実は、このExcelの達人は、いわゆるプロとして教えているExcel講師というわけではなく、「友人に頼まれたから」と好意で私に教えてくれたとのこと。でも私にとっては、お金を払ってでも教えてもらってよかったと思える内容でした。一方、彼にとっては「Excelが得意」が収入につながるということが驚きだったようです。

●ルート3 あなたの「好き」がタネになる

「趣味」と「好き」は、どこで線を引いたらいいのか、迷うところではありますが、まずは例を挙げてみましょう。

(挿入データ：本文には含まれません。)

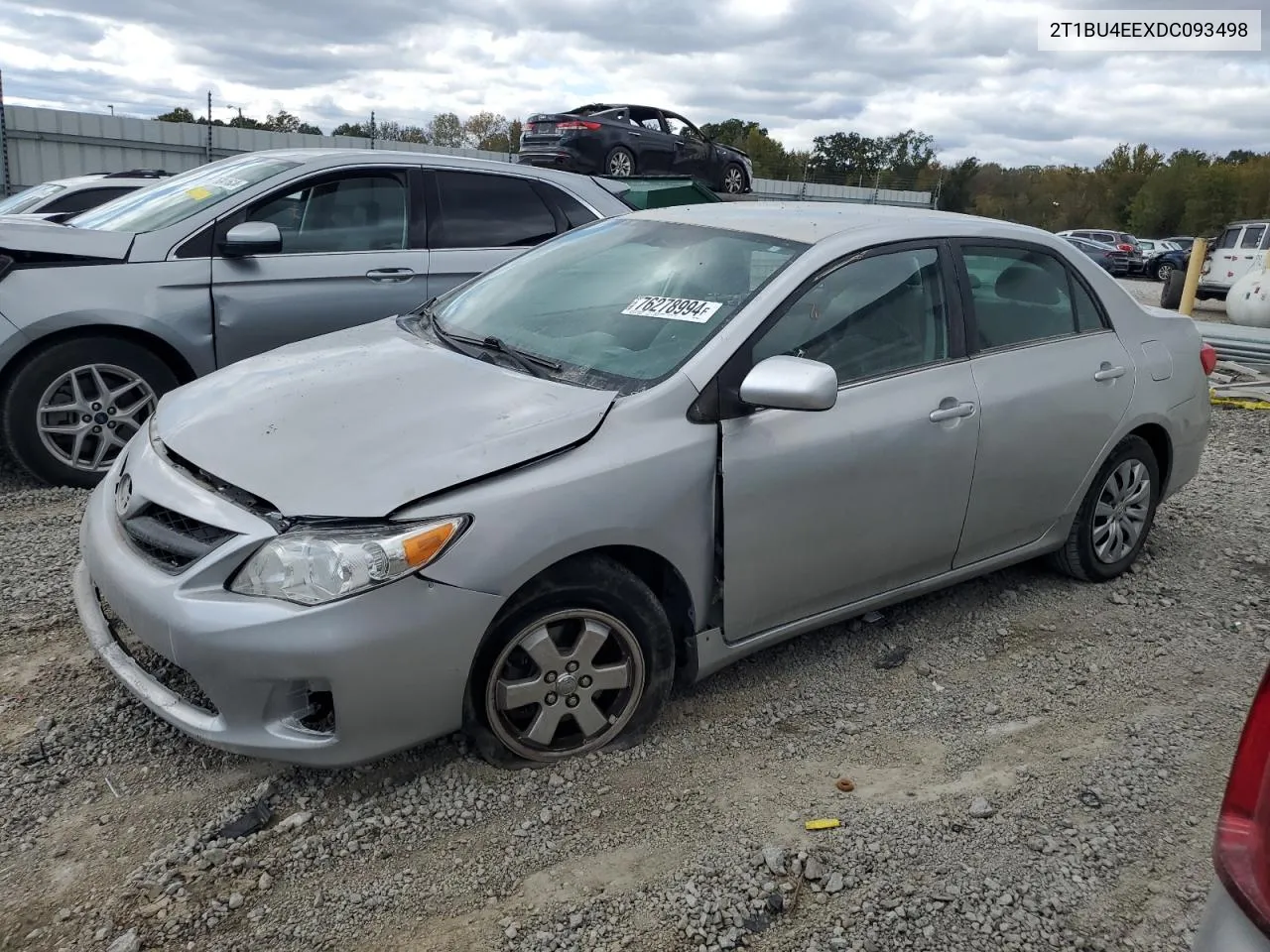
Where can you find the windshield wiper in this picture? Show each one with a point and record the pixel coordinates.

絵を描くのが好き、キラキラしたアクセサリーが好きなど、「好き」にもさまざまなものがあります。私が教えている起業塾では、好きなことで起業している人が多いのですが、ユニークな例に「家計簿好き」な人がいます。彼女いわく、家計簿をつけるだけで2年間に300万円の貯金ができたのだとか。

貯金の経緯や家計簿のつけ方などをブログで公開していたら、「家計簿は苦手だけれどつけたほうがいい」と思っている人が多いせいでしょうか、ブログのページビューが激増して、アドセンス収入だけでも何十万円かの収入を生みました。

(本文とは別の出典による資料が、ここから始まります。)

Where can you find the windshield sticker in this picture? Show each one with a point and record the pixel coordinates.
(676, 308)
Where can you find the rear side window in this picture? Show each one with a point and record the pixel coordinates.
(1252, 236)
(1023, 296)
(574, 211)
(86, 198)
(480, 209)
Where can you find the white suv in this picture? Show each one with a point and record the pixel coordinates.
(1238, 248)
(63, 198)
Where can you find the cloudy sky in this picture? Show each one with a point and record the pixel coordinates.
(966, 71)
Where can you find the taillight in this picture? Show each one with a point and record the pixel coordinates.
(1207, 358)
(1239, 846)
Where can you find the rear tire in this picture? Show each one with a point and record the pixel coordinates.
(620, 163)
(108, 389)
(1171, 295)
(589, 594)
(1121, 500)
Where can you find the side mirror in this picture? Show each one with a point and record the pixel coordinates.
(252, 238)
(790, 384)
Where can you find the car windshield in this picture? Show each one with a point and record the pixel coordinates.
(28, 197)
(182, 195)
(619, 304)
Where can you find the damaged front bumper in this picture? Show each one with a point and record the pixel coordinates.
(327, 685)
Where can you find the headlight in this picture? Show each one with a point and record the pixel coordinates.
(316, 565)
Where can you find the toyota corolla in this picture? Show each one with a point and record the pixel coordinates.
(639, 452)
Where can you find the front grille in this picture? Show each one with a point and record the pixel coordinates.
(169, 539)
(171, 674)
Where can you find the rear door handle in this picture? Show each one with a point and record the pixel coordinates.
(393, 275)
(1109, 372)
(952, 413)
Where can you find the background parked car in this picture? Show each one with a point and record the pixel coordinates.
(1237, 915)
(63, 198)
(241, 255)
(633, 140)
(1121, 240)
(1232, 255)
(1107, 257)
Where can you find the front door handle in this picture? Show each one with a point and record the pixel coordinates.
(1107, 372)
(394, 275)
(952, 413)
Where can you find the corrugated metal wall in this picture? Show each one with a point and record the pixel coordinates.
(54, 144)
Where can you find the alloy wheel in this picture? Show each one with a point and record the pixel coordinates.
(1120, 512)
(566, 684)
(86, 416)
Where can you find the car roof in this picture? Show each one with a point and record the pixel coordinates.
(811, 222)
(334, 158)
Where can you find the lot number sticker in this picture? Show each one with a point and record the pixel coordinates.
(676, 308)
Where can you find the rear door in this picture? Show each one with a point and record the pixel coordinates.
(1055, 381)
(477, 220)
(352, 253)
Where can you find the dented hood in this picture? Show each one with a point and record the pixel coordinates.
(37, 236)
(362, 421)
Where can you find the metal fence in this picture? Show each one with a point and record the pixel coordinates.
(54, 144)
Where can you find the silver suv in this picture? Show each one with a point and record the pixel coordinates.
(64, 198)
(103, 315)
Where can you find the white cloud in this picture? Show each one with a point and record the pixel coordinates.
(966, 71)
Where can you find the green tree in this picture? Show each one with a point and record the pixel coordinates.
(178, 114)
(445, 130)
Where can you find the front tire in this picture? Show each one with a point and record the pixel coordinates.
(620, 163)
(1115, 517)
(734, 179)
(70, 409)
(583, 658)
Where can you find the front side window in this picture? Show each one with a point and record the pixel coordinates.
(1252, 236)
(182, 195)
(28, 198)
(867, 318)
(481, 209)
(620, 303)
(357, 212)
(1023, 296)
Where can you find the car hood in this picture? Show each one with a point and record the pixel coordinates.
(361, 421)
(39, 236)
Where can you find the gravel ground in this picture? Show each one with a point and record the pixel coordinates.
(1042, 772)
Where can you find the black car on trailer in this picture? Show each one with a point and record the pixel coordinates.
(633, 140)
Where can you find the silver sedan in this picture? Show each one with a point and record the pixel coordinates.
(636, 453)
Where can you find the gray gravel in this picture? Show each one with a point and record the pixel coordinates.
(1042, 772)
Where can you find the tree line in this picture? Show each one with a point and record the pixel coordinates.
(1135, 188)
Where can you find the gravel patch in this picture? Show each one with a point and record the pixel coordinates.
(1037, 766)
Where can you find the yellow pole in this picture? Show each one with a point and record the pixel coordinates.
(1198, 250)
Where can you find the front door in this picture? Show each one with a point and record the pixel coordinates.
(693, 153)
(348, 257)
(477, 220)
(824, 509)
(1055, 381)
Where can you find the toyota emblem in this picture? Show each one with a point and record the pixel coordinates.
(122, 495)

そればかりでなく、ブログを見た出版社から連絡が来て、なんと出版が決まりました。いまや彼女は家計簿のコンサルタントとして講演会でも引っ張りだこ。本の印税とブログのアドセンス収入、家計簿のコンサル、講演会の講師料、と4つの収入源があり、ご主人の収入を超えてしまったそうです。「ただでさえ貯金が好きなのに、ますますお金が入ってきて楽しい」と話していました。

●ルート4 あなたの「資格」がタネになる

先ほどの家計簿好きの方は、いわゆるファイナンシャルプランナーなどの資格があるわけではなく、ただの主婦でした。「出版までするような専門家なら、資格を持っていなくてはいけないんじゃないか」と考える人もいるかもしれませんが、実は特定のジャンルを除いて資格は必要ではありません。

むしろ、「資格さえ取れば収入につながる」という思い込みは危険です。がむしゃらに勉強して苦労して取った資格を掲げて開業したものの、開店休業状態になっている例を、私はいくつも見ているからです。